The scarlet-breasted fruiteater is arboreal and often occurs higher up, from mid-levels to sub-canopy, than many other members of its genus. Like other fruiteaters, it tends to be rather lethargic.

===Feeding===
As its name suggests, the scarlet-breasted fruiteater eats primarily fruit, which it picks while hover-gleaning or, less frequently, while perched.

===Voice===
The scarlet-breasted fruiteater's vocalizations are generally short, high-pitched and infrequent. The song of the P. f. squamipectus male is sharp and ascending, variously transcribed as "psii" or "tsweeet", while the song of the P. f. frontalis male is longer and more complex—a thin, rising trill that becomes a descending whistle, transcribed as "ti'ti'ti'ti'ti'ti'tseeeeeeeeer". Its call is a very high-pitched pseet.

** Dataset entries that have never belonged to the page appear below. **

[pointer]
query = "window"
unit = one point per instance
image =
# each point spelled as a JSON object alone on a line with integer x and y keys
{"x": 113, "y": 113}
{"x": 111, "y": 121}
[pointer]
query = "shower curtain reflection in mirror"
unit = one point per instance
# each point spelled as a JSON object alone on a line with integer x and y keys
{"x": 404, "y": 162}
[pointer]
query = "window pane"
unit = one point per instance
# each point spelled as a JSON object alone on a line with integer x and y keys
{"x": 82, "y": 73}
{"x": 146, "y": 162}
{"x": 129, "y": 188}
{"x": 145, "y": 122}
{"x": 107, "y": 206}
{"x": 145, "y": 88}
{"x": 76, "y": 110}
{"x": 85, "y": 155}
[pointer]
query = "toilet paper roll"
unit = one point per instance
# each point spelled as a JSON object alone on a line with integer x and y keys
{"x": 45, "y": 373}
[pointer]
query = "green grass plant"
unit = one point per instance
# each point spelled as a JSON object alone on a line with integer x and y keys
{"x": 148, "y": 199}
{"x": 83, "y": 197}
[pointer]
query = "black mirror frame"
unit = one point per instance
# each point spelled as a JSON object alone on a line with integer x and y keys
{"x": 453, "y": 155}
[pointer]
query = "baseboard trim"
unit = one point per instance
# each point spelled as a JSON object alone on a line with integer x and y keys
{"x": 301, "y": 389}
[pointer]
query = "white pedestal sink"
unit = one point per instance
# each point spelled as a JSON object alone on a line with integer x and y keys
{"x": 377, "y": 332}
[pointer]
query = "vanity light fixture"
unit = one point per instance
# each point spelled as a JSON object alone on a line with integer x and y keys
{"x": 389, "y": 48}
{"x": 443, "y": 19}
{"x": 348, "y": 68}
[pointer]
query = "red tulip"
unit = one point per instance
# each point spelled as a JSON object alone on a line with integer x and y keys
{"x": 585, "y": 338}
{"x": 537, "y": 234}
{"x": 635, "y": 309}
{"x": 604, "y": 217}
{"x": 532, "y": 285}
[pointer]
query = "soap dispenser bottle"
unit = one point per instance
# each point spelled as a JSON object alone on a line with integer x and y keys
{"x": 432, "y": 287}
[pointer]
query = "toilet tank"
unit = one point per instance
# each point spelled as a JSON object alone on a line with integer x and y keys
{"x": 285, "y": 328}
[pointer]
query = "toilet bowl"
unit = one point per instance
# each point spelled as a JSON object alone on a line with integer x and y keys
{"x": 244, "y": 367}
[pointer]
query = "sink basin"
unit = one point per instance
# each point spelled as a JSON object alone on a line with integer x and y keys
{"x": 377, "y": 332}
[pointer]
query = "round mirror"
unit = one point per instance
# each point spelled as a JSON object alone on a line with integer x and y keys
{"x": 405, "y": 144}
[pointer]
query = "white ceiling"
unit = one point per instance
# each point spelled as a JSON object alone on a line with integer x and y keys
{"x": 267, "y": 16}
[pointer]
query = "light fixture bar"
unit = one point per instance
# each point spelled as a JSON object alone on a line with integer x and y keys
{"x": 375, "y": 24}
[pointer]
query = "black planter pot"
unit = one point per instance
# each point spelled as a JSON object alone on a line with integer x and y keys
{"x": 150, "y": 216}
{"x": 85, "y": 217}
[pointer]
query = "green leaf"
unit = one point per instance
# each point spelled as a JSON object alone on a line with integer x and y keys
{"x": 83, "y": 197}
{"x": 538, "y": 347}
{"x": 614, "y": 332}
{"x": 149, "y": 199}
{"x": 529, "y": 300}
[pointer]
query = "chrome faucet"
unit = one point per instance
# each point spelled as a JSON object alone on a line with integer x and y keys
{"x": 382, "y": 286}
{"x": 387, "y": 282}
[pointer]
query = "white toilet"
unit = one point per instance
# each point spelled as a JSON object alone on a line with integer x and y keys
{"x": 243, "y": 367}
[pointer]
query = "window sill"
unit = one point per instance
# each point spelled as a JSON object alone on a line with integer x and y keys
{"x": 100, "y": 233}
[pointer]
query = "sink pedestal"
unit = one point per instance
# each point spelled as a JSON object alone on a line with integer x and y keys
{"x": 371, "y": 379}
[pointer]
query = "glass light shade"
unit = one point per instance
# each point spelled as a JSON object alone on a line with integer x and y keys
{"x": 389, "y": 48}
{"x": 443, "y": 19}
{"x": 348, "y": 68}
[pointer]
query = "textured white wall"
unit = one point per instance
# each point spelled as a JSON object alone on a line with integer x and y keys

==Conservation and threats==
The International Union for Conservation of Nature (IUCN) categorizes the Scarlet-breasted Fruiteater as a species of "least concern", based on its very large range and its status as a fairly common species within its range. However, its population size has never been quantified, and is thought to be decreasing.

The scarlet-breasted fruiteater is known to carry several species of bird lice, including members of the genera Myrsidea and Philopterus.